Eso sí, acompañados por policías y ejército –para impedir que a la mayoría se le ocurra tocar la propiedad de los señoritos– y jueces que apliquen su ley y sus designios. El resto de actores, de partidos y políticos pagados –ellos y sus campañas electorales– por esos señoritos, sólo sirven para hacernos creer que estamos en “democracia”, aun cuando reconozcan abiertamente que no se puede hacer caso a la voluntad popular y sí a la de esa minoría de plutócratas. Y a eso le llaman “responsabilidad”.
Mientras millones de trabajadoras y trabajadores son arrojados al paro y a la miseria, mientras millones de autónomos y pequeños empresarios se ven hundidos en la ruina, crecen los ya fabulosos beneficios de los bancos y de los grandes monopolios a base de llevarse los dineros del Estado. Sus políticos a sueldo nos dicen que no les queda otra, que es lo único que cabe hacer, que a ellos tampoco les gusta, pero…
Televisiones, periódicos y radios –en manos de esos mismos ricachones– nos bombardean con las sesudas opiniones de comentaristas que nos sermonean con los mismos argumentos, y a la vez nos dan lecciones de “democracia” –su “democracia”–. Ni se les ocurre reconocer que estamos en una pura, dura y simple dictadura de los “mercados” y los mercaderes. Que el teatrillo sólo sirve para que la inmensa mayoría asista resignada al robo de sus salarios, de sus pensiones, de la comida de sus hijos.
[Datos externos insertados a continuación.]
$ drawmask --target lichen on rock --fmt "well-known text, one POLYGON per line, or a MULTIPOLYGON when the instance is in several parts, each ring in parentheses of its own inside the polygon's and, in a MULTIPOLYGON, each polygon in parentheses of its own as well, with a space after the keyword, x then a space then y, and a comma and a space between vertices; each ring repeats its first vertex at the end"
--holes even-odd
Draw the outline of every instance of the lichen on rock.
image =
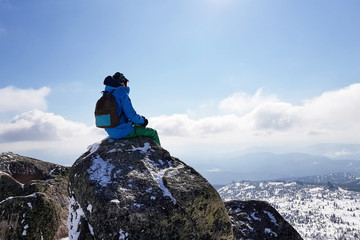
POLYGON ((69 187, 70 239, 233 239, 216 190, 148 138, 93 145, 69 187))

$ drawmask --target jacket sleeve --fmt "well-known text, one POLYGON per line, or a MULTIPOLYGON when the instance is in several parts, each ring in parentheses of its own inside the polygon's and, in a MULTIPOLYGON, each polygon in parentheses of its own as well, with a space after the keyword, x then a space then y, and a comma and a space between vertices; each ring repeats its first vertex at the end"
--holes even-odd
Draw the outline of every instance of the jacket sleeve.
POLYGON ((144 123, 144 118, 142 118, 139 114, 136 113, 127 94, 121 96, 121 103, 125 116, 130 119, 131 122, 139 124, 144 123))

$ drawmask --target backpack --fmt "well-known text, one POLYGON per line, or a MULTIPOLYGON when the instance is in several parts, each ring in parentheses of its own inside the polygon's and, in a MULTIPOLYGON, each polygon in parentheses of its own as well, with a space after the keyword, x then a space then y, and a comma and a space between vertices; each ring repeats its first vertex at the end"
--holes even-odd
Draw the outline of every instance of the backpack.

Todo para que a esa inmensa mayoría de asalariados y de pequeños empresarios trabajadores no se le ocurra la solución obvia a la crisis y a la falta de dinero público: expropiar a los expropiadores, nacionalizar la banca y los grandes monopolios, imponer los intereses de la inmensa mayoría, que es la que crea la riqueza. No, siguen defendiendo la implacable dictadura del capital. Porque su democratización, esto es, una democracia en serio, es “altamente peligrosa” –ya sabemos para quién– y, en último término, “antisistema” y “subversiva”.
Lo dramático es que no hay otra solución. Cuantos más beneficios obtengan los bancos y los monopolios, cuantos más sacrificios impongan los dictadores, más se seguirá retrayendo el consumo, más caerá la circulación de mercancías, más se reducirá el PIB y más miseria y más paro se generará, en una imparable bola de nieve.
Podemos dejarnos arrullar por sus mentiras, en la esperanza fantasiosa de que esta sea una crisis como las anteriores, de la que se salga en dos, diez o veinte años. O podemos enfrentar la realidad de que, si permitimos que la dictadura perviva, las cosas sólo pueden ir a peor. Y ponernos en marcha para derribar el actual estado de despotismo bárbaro y salvaje, haciendo que lo que es fruto del trabajo de todos, pase a ser propiedad de todos. Conquistar la democracia, o sea.